La LOU apenas dice nada sobre los criterios que habrían de integrar la primera fase en el proceso de selección (Art. 32). Lo cual es sorprendente, habida cuenta de la relevancia que ello tiene -y sin entrar ahora en otras consideraciones jurídicas sobre el principio de legalidad, la delegación legislativa y la reserva de ley.

En la práctica, sin embargo, la ANECA le ha atribuido una importancia relativa creciente a esta fase y ha ido añadiendo los criterios que ha estimado convenientes, dando lugar a la postre a un acervo de indicadores sin duda exigente. En la segunda fase -el concurso- se trata de repartir la escasez. Aunque las plazas fueran ilimitadas, ha de garantizarse la igualdad de oportunidades, puesto que por una misma plaza pueden competir dos o más.
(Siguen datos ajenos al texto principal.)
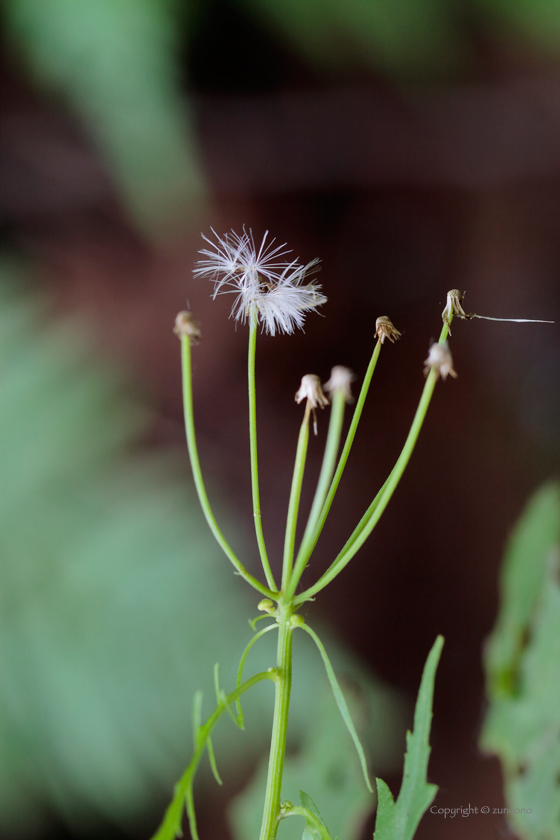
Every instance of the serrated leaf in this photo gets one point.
(341, 703)
(399, 820)
(522, 663)
(110, 581)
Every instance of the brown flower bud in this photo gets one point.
(341, 379)
(186, 325)
(440, 360)
(384, 328)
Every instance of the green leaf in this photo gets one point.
(110, 581)
(325, 761)
(341, 703)
(522, 661)
(399, 820)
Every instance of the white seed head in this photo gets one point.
(341, 379)
(267, 287)
(310, 390)
(384, 328)
(186, 325)
(440, 360)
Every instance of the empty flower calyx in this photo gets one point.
(384, 328)
(440, 360)
(186, 325)
(454, 307)
(341, 379)
(310, 390)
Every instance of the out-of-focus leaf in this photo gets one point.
(522, 662)
(115, 62)
(326, 763)
(404, 37)
(399, 820)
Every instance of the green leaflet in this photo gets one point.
(399, 820)
(325, 761)
(522, 662)
(341, 703)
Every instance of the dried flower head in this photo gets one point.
(310, 389)
(186, 325)
(440, 360)
(341, 379)
(384, 328)
(267, 287)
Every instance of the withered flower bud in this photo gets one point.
(310, 389)
(384, 328)
(186, 325)
(440, 360)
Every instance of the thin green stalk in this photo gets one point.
(271, 812)
(254, 460)
(362, 531)
(182, 793)
(327, 469)
(304, 555)
(197, 473)
(295, 495)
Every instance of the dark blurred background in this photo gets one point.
(414, 146)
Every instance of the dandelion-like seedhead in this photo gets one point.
(267, 286)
Lo mismo ocurre en el mercado, para cuyo acceso se acreditan productos (médicos o farmacéuticos, por ejemplo), que luego se sujetarán a una verdadera competición.  Para contratar con la Administración se les exigen a las empresas licitadoras, por ejemplo, certificados de gestión medioambiental, como condición de solvencia técnica, esto es, para acreditar la experiencia o el «buen hacer». Ello no le da, sin embargo, derecho a la adjudicación del contrato.

Un simulacro de concurso

La cuestión es que las universidades han terminado por devaluar por completo esta segunda fase, hasta el extremo de convertir el concurso en un simulacro: sólo puede ser ganado por el candidato local (salvo un fallo del sistema), ya que éste tiene la posibilidad de determinar cuándo sale a concurso la plaza, quién evalúa su adjudicación, con qué perfil, y, no sin frecuencia, sin dotación presupuestaria autónoma (sólo se prevé el incremento de la propia plaza para subir en la escala). A todo ello se pueden añadir otras anomalías, como la no publicación de la plaza en el boletín oficial del Estado, por tan solo citar un ejemplo.
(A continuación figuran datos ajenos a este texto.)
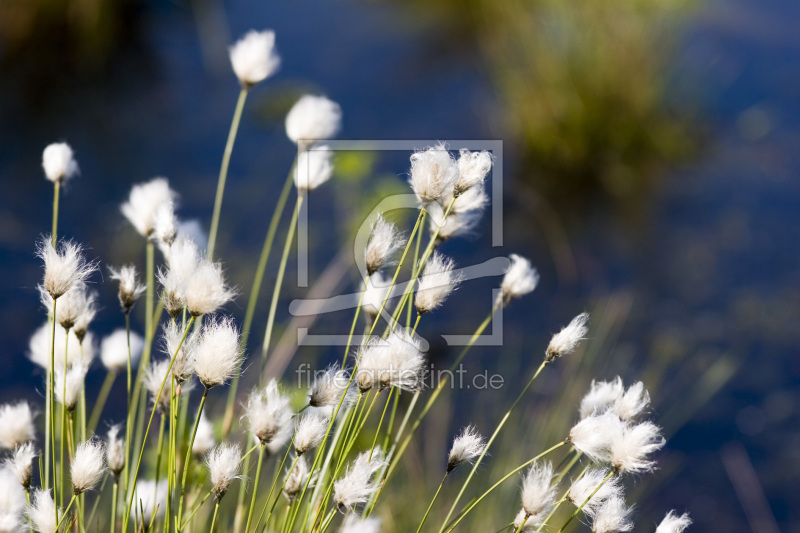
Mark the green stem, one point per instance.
(255, 290)
(489, 444)
(502, 480)
(255, 489)
(273, 306)
(102, 397)
(436, 495)
(189, 453)
(223, 171)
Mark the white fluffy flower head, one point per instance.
(254, 58)
(433, 174)
(114, 350)
(436, 283)
(314, 167)
(58, 161)
(206, 290)
(87, 466)
(268, 412)
(217, 354)
(384, 241)
(64, 267)
(144, 202)
(673, 523)
(520, 279)
(129, 287)
(565, 341)
(223, 466)
(16, 425)
(312, 119)
(357, 484)
(466, 448)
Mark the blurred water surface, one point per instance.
(704, 269)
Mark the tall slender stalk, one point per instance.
(490, 441)
(223, 171)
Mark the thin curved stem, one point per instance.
(223, 171)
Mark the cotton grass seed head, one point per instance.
(384, 241)
(254, 57)
(58, 161)
(217, 354)
(21, 463)
(396, 361)
(144, 202)
(520, 279)
(329, 387)
(129, 287)
(115, 451)
(268, 412)
(223, 466)
(42, 512)
(584, 486)
(673, 523)
(466, 448)
(565, 341)
(87, 466)
(63, 267)
(114, 350)
(612, 516)
(314, 167)
(312, 119)
(310, 431)
(538, 493)
(472, 170)
(16, 425)
(357, 485)
(206, 290)
(356, 524)
(436, 283)
(434, 173)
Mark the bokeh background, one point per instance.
(651, 173)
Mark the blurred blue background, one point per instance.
(651, 173)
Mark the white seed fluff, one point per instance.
(268, 412)
(314, 167)
(436, 283)
(21, 463)
(206, 290)
(520, 279)
(217, 354)
(58, 161)
(87, 466)
(114, 350)
(63, 267)
(466, 447)
(357, 484)
(630, 448)
(16, 425)
(310, 431)
(143, 204)
(129, 287)
(312, 119)
(223, 466)
(612, 516)
(329, 387)
(42, 512)
(565, 341)
(472, 170)
(115, 450)
(384, 241)
(673, 523)
(585, 485)
(433, 174)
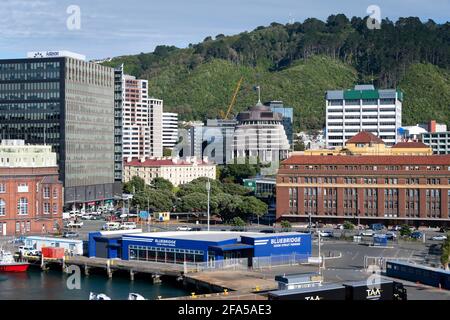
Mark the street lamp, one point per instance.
(208, 188)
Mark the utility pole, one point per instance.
(208, 188)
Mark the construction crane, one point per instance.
(225, 116)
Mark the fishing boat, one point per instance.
(100, 296)
(135, 296)
(8, 264)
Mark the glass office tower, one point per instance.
(69, 104)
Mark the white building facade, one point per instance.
(362, 109)
(177, 171)
(142, 120)
(170, 129)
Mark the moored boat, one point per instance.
(8, 264)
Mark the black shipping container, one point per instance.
(383, 290)
(325, 292)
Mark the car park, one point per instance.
(326, 233)
(111, 226)
(28, 251)
(416, 235)
(367, 233)
(184, 228)
(70, 234)
(128, 226)
(74, 224)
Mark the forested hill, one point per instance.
(298, 62)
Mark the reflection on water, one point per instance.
(51, 285)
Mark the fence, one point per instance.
(279, 260)
(381, 261)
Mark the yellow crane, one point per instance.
(225, 116)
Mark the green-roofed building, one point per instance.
(362, 108)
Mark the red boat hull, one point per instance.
(19, 267)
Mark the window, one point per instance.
(22, 206)
(46, 192)
(2, 207)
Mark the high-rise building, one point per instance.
(170, 129)
(31, 198)
(142, 120)
(118, 123)
(288, 118)
(57, 98)
(362, 109)
(260, 134)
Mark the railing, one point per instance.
(279, 260)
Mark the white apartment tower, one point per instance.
(170, 129)
(362, 109)
(142, 120)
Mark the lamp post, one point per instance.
(208, 188)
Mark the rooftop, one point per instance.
(411, 144)
(369, 160)
(365, 137)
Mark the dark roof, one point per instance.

Algunas consecuencias y una conclusión

Ello ha determinado, entre otras consecuencias, la falta de movilidad y competencia entre el profesorado y las universidades, la sobresaturación de unas con profesorado senior y la precariedad de otras, o, en lo que aquí interesa, que los indicadores se hayan sacralizado hasta extremos impensables, ya que constituyen a la postre los únicos elementos de juicio.
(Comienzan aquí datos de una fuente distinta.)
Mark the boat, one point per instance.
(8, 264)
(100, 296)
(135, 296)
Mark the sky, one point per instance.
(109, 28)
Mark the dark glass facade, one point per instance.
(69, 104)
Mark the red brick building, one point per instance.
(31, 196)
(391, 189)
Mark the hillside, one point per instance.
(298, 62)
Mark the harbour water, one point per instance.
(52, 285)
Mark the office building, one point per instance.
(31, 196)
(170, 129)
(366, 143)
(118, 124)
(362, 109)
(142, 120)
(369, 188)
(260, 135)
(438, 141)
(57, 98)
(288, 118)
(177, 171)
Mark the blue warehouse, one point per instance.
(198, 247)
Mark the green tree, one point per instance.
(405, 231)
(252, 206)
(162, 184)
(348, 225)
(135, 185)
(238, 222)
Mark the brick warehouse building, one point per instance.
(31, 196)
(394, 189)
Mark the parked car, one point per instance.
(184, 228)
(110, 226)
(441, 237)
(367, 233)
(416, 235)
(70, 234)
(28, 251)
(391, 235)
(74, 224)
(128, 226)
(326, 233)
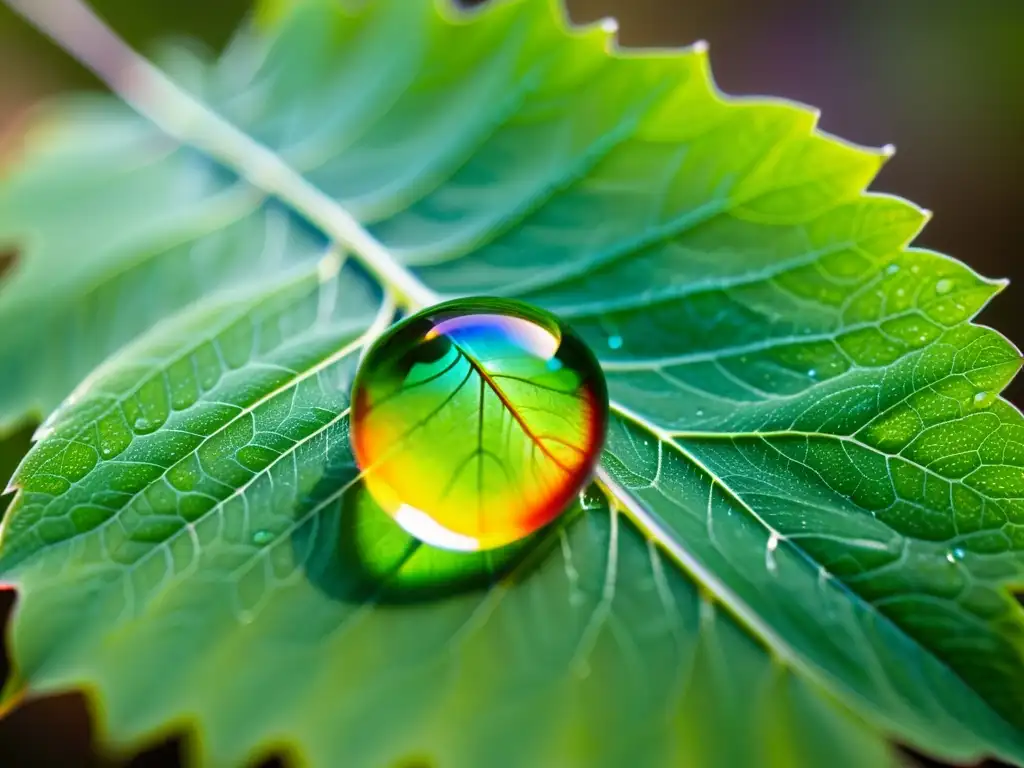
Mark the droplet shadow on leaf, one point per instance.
(357, 553)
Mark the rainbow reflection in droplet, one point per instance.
(477, 421)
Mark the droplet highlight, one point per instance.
(477, 422)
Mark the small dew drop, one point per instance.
(770, 563)
(262, 537)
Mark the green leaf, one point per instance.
(803, 542)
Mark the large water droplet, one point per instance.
(466, 432)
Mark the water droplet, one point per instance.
(262, 537)
(770, 563)
(473, 438)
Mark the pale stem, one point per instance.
(77, 29)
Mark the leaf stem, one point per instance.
(79, 31)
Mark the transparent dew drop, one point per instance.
(262, 537)
(477, 422)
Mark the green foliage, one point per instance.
(806, 534)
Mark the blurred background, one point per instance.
(943, 80)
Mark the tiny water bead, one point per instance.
(477, 421)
Se ha creado por la vía de hecho un “derecho a la promoción” (esto es, derecho a conseguir una plaza sobre la base de unos indicadores formales), por encima del derecho fundamental a competir (a acceder en condiciones de igualdad, mérito y capacidad). El indicador formal ha pasado de ser un requisito mínimo a serlo todo. Ha desaparecido el concurso. Es como si el certificado de aptitud para acudir a la olimpiada ahorrara la celebración de los juegos.

Ciertamente, la restauración del sistema obligaría, primero, a que por ley todas las universidades abrieran al mismo tiempo sus plazas a la libre competencia, puesto que, si una es proteccionista de su “producto local” y otras no, es imposible crear un “mercado”; y, segundo, a que se haga una regulación uniforme y cuidadosa de los concursos -por ley, no por los concursantes a través de su universidad-, que garantice el juego limpio. Y es que la experiencia histórica anterior, en la que sí había concursos, evidenció no pocas carencias, hasta el punto de que se entienda que muchos prefieran luchar contra unos indicadores -que son objetivos y a la postre acaban consiguiéndose- a luchar contra concursos mal diseñados y peor practicados.

La cuestión, pues, no radica en la existencia de indicadores -aunque quepa discutir, y mucho, cuáles y en qué medida-, sino en que éstos se hayan convertido en la única vara de medir.

Una conclusión

Ha de reconocerse que la regulación a través de indicadores ha generado una mayor actividad y una mejora en la investigación en el país. Sin embargo, el sistema ha de ser objeto de debate científico, y el contexto de una profunda reforma legal.

______

[1] Puede verse el acuerdo del Consejo de Ministros de 19 de julio de 2002 por el que se autoriza al Ministerio de Educación, Cultura y Deporte a constituir a la Fundación estatal «Agencia Nacional de Evaluación de la Calidad y Acreditación».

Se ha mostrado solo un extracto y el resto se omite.